In 1997 she published yet another book, this time a memoir " Diane: A signature Life." She also relaunched her clothing line this year and her wrap dress was once again warming the hearts of women everywhere.


In 2001 her love life caught up with her career and she married American media mogul Barry Diller, someone who had been off and on with since the 70's.



Award Center
  • 2006 President of the CFDA
  • 2005 CFDA life time achievement award
  • 1986 May of the City of New York's Statue of Liberty Medal
  • 1984- 1988 Savvy Magazine Award
  • 1984 Einstein College of Medicine Spirit of Achievement Award
  • 1983 City of Hope Spirit of Life Award
  • 1977 Fragrance foundation award


More recently, actually from today, was the CFDA meeting held to discuss the future of fashion week. What was once a trade show is now becoming a burden for designers and their financially failing lines. It is costing them more then they are getting back and all the designers expressed their concerns to Diane, the president, in a town hall meeting style. Though no consensus was reached, Diane did reassure everyone that she will have a solution before she leaves office.

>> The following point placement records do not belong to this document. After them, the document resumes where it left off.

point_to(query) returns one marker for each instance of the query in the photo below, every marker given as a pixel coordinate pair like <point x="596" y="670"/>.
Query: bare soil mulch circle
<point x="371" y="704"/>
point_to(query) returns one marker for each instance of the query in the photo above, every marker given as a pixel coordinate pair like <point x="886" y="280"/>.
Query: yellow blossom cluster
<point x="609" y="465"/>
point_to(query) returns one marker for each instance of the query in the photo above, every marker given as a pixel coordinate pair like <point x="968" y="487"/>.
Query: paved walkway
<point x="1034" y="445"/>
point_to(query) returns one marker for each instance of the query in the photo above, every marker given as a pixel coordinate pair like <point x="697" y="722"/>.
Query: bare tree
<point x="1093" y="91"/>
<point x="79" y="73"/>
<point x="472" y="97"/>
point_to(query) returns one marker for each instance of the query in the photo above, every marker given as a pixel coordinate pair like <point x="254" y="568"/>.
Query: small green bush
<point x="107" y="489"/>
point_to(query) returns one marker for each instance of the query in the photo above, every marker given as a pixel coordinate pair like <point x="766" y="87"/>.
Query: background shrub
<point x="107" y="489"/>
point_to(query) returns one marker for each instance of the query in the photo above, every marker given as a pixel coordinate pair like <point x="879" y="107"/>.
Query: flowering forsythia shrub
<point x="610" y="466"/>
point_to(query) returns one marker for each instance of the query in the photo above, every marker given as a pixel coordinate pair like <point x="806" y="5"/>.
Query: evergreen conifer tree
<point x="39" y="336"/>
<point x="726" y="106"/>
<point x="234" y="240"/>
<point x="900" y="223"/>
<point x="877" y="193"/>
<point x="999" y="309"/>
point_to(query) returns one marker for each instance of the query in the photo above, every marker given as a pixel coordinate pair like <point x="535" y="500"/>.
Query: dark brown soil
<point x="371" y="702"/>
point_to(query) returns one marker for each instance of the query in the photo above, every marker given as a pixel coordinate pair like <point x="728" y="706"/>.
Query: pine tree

Well I think Diane is the B O M B D O T C O M because I mean who else do you know modeled a dress after a black activist ? I am honestly love everything she has done and I think she is a woman to emulate. She married up and decided that she wanted to work and be independent, how many times have you heard that. Usually woman take the lazy route when they marry royalty, but not Diane. I'm so loving her Bestey Johnson-esque, Lavin-like clothing. It is fun and well constructed. She knows what women want and she has been knowing that since the beginning of her career.

I am also impressed that she takes her business very seriously. For example she did not hesitate to sue Target and Forever 21 for copying her designs. She also speaks out against the unmentionables: underweight models and lack of diversity on the runways. Did I mention that she opens her studio regularly to host cultural events? Honestly, who could be a better role model ?


She is a woman who makes her own money, obtains her own success, stands up for what she believes in , and continues to grow as the years pass by and personally, I NEED to be like that. I'm also definitely not surprised that she is still making money through this recession, only the best of the best are. Her economics background, people-person personality, and eye for what women want are all factors that play into her success through out the years.

I am so impressed with her. That's the bottom line.